4.07.2008

Moodle For Me (For Now)

I've been beta-testing Moodle at my organization since mid-2007, version 1.7.2. I like that Moodle is Open Source Software. I've now officially joined the Moodle forum and even posted in a forum for corporate users of Moodle. I don't have any experience on other Learning Mangement Systems, but I have 8 years experience using Content Management Systems starting with Mambo, then Joomla and now also Drupal and about a year's worth of time using blogs such as Blogger and Wordpress. I've found that Moodle is comparable to managing those other systems, but I'd like to have a little more control at block positioning like I can with Joomla.
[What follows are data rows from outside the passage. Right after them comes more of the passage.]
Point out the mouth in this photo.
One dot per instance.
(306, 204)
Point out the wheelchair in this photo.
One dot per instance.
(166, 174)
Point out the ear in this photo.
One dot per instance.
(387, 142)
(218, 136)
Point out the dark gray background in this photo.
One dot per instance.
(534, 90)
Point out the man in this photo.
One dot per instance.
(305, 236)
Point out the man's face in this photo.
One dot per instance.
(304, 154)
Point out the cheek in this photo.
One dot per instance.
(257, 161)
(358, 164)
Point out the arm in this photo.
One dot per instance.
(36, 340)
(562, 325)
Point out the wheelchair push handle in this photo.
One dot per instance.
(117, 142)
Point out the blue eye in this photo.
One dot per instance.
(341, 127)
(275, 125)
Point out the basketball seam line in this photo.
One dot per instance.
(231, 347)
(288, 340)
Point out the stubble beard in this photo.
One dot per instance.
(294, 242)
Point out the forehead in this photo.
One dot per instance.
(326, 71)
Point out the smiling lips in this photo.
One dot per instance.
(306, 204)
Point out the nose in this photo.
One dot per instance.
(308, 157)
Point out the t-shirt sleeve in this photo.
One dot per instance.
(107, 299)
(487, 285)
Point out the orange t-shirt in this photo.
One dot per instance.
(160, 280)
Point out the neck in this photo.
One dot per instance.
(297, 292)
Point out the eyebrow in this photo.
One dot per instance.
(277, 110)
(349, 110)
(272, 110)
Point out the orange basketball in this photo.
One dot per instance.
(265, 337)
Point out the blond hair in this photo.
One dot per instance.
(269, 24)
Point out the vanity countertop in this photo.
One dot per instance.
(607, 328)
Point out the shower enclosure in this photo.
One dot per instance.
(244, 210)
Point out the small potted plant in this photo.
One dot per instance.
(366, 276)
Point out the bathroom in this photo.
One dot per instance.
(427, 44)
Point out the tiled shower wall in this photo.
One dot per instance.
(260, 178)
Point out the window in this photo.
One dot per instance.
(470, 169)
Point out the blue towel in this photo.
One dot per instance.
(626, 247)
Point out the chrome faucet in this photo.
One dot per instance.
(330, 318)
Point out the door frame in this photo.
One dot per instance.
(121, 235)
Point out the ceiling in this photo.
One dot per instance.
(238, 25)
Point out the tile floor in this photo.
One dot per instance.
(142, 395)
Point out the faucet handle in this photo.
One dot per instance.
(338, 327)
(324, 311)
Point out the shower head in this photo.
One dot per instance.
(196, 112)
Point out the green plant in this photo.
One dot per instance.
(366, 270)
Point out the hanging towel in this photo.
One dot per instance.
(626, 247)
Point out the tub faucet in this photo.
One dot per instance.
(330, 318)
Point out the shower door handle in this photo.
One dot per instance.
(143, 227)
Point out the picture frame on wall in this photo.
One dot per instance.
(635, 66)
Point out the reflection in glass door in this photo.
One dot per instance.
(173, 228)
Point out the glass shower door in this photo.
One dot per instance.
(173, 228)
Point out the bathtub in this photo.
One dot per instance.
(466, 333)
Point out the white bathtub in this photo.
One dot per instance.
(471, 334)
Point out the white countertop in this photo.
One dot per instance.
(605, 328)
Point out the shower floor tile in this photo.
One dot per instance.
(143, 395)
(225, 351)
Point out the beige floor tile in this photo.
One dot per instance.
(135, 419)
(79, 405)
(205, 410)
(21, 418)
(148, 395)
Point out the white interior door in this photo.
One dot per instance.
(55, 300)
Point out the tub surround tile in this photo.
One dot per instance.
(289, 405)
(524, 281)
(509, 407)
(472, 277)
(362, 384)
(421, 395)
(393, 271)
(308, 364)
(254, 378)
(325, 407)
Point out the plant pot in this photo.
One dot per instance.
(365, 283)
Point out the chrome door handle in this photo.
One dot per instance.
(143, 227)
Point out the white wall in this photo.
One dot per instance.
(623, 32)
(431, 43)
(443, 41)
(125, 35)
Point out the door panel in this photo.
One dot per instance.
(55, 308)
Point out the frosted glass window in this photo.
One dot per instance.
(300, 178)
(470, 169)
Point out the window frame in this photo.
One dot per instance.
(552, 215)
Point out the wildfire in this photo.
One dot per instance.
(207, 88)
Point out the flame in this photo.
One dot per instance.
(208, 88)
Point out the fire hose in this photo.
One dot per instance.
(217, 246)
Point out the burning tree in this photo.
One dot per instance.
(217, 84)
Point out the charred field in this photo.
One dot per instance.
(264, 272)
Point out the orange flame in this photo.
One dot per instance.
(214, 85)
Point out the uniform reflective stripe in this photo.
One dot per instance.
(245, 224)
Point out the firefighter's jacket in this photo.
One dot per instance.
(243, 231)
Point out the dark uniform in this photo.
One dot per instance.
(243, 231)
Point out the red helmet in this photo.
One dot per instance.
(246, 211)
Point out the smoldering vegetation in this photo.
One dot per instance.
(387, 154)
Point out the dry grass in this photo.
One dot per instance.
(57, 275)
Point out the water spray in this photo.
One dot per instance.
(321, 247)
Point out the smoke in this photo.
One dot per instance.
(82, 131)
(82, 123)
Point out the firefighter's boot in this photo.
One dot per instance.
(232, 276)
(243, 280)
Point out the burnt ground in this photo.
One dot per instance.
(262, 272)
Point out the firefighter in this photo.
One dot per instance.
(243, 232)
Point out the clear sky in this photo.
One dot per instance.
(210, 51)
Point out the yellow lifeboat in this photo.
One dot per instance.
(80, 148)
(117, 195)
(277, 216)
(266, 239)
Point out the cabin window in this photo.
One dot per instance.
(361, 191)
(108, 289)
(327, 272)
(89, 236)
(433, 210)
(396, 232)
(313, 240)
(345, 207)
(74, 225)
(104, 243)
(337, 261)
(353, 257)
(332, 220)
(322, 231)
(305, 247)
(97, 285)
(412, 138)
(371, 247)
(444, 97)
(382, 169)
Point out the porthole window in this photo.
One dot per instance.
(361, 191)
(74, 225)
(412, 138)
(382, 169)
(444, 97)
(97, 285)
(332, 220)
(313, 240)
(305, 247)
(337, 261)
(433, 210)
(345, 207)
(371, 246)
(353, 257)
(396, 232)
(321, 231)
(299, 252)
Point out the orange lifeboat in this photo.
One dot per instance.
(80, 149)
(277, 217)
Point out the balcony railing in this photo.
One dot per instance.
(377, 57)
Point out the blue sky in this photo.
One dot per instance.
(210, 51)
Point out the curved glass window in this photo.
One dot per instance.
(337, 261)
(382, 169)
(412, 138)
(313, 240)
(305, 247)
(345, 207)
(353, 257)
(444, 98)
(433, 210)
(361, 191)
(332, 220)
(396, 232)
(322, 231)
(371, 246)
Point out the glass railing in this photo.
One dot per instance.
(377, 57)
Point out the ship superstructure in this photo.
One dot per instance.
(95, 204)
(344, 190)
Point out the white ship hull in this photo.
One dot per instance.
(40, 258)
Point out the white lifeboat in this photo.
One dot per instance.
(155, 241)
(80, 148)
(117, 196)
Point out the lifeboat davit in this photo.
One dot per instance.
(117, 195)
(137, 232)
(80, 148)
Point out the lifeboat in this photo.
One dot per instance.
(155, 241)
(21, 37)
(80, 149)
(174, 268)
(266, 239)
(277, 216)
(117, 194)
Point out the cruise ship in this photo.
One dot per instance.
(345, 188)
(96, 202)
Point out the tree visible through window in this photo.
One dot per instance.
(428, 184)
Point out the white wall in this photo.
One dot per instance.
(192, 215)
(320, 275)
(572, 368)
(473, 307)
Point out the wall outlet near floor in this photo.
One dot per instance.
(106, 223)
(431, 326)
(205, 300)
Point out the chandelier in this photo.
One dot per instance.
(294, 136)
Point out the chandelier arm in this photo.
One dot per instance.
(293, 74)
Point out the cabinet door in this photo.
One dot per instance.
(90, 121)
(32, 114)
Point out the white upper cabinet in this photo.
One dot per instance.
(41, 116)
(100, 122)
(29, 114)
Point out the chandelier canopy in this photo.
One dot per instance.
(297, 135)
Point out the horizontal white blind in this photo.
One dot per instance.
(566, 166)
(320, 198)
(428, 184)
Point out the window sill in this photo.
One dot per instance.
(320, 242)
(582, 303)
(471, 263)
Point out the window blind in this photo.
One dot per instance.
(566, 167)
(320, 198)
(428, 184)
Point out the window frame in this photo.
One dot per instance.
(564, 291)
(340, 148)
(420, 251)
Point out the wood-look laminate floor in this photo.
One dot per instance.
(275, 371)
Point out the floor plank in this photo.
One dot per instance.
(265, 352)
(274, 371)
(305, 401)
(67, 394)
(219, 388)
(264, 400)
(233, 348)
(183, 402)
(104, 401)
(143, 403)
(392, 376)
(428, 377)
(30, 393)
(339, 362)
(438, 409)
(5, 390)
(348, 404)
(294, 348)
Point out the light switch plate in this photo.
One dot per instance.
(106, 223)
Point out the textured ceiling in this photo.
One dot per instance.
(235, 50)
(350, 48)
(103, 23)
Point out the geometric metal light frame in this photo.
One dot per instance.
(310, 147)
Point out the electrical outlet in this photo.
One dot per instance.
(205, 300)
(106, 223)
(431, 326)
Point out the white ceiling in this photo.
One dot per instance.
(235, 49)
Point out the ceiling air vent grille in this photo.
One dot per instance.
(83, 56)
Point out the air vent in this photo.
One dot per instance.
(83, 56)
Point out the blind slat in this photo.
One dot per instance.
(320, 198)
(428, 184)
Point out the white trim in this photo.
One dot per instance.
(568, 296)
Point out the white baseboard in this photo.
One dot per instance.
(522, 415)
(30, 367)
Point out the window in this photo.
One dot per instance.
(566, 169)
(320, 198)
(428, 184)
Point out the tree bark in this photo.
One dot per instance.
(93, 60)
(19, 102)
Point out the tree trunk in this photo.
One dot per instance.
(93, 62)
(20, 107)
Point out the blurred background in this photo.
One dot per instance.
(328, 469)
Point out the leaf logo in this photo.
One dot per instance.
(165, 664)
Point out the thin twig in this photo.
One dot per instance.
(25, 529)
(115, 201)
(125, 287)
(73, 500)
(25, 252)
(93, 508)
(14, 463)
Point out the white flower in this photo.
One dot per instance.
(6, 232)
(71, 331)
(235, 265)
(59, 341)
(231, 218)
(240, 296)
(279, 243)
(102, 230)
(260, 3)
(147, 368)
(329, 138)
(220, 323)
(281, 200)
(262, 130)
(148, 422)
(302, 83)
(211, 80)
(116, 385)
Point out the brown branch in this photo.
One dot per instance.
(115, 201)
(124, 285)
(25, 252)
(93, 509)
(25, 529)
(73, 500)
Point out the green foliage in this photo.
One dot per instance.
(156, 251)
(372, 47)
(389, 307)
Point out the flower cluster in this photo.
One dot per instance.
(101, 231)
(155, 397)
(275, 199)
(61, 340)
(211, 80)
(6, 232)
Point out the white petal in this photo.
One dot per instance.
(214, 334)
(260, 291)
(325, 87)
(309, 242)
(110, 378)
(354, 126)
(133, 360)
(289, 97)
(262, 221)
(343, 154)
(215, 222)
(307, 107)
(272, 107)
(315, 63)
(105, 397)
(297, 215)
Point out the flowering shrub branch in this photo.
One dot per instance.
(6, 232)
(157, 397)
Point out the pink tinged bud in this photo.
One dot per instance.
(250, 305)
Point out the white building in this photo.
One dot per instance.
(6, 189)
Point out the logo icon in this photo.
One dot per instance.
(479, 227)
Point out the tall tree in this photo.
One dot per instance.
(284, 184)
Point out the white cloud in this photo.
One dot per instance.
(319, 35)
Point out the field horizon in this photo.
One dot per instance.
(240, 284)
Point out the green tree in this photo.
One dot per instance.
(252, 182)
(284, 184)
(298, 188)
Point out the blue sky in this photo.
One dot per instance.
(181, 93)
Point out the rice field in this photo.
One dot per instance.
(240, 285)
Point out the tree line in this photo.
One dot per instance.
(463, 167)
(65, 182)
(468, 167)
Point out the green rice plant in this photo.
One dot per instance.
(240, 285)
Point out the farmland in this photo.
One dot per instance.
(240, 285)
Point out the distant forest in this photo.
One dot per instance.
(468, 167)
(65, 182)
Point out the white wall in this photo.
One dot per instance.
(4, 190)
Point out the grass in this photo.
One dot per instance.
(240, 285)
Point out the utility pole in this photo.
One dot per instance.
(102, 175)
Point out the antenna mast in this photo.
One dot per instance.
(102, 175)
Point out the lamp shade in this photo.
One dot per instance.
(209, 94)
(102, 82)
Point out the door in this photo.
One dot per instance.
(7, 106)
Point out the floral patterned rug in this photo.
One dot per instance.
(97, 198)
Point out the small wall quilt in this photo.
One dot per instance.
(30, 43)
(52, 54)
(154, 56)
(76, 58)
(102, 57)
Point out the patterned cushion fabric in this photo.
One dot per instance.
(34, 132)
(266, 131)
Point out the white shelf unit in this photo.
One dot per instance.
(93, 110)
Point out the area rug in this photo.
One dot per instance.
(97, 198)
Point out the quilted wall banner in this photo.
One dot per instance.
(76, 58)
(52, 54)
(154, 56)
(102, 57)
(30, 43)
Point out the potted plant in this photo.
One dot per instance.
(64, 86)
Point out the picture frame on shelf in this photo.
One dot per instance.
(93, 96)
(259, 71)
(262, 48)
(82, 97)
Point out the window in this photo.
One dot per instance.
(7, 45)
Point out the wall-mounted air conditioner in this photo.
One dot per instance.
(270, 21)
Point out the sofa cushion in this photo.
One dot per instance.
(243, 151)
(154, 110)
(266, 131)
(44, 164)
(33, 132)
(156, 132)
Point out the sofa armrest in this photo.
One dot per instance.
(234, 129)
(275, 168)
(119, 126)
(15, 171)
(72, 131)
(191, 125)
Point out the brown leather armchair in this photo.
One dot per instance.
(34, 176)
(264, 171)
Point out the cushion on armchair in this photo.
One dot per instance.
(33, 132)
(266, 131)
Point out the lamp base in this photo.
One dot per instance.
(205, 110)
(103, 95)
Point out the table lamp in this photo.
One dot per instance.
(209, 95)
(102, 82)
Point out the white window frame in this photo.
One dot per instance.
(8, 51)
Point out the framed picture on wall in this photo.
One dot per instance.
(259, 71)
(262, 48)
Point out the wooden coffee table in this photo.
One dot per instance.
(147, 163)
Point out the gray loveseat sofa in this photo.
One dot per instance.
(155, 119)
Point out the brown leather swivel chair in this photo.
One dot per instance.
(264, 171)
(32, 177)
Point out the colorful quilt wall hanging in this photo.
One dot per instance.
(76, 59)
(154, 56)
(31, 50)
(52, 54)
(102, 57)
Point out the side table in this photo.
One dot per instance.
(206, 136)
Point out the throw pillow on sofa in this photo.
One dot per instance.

One problem I have with Moodle is the categories / subcategories / courses displayed on the front page. I have many items to fit into each of these and I'd like a way to expand/collapse that on the front page. I think it's overwhelming for my users to see all those options and I'd like to limit their choices. In Moodle you either see them all or you don't see any. I can restrict to show only categories, but all the subcategories will display with them. That is still too overwhelming for a user interface.

My solution was to code a table in HTML and insert icons from the Nuvola series and use this as my course navigation tool. Users can click on an icon/category to view the courses and subcategories in each. It's much prettier this way; easy on the eyes; not overwhelming for users. Here is a screenshot of it:



Another problem I've found is the implementation of the blog and wiki modules. I'd like the blog module to be more like Wordpress or Blogger - full-featured. The Moodle blog could be very valuable as a site-wide blog if it had more features and lived "outside" of the Moodle world instead of always being tied to courses. The same could be said for the wiki module. Both are good ideas, but need to be further developed. As it stands I won't be implementing the blog or wiki features of Moodle. Instead I have deployed TWiki and WordPress on Linux sandbox servers.

Too bad about the blog and wiki modules, because I'd like to use Moodle as a complete Knowledge Management platform at my organization. Instead we have a hodge podge mix of using Shared directories, Outlook/Exchange, SharePoint (the free one), and now Twiki and WordPress - all hosted onsite on our own servers.

3 comments:

Anonymous said...

Hi

Thanks for your write-up. I'm involved in Moodle since a long time and appreciate your feedback.

I must agree with you that the Wiki and Blog modules are not in par with the popular "stand-alone" tools. Moodle was designed for something different, say extend the class-room into the web. Obviously it can't be everything for everybody!

mchance47 said...

If you don't mind telling us, is yours a business or academic Moodle installation?

I'm in a business, also in the Ozarks, just beginning to look at Moodle as a possible replacement for our current LMS. From your blog, it sounds like we may be forced to use some non-Moodle tools to achieve our ends. We were hoping that would not be the case.

Thanks!

Mike Chance
Manager, Instructional Technology
J. B. Hunt Transport, Inc.
615 J.B. Hunt Corporate Drive
Training and Development
Lowell, AR 72745
479-659-6018
479-899-7206 (cell)
michael_chance@jbhunt.com

everdream said...

Mine is a business installation. I've worked in healthcare now for almost three years after 10 years in public education as a teacher and technology coordinator.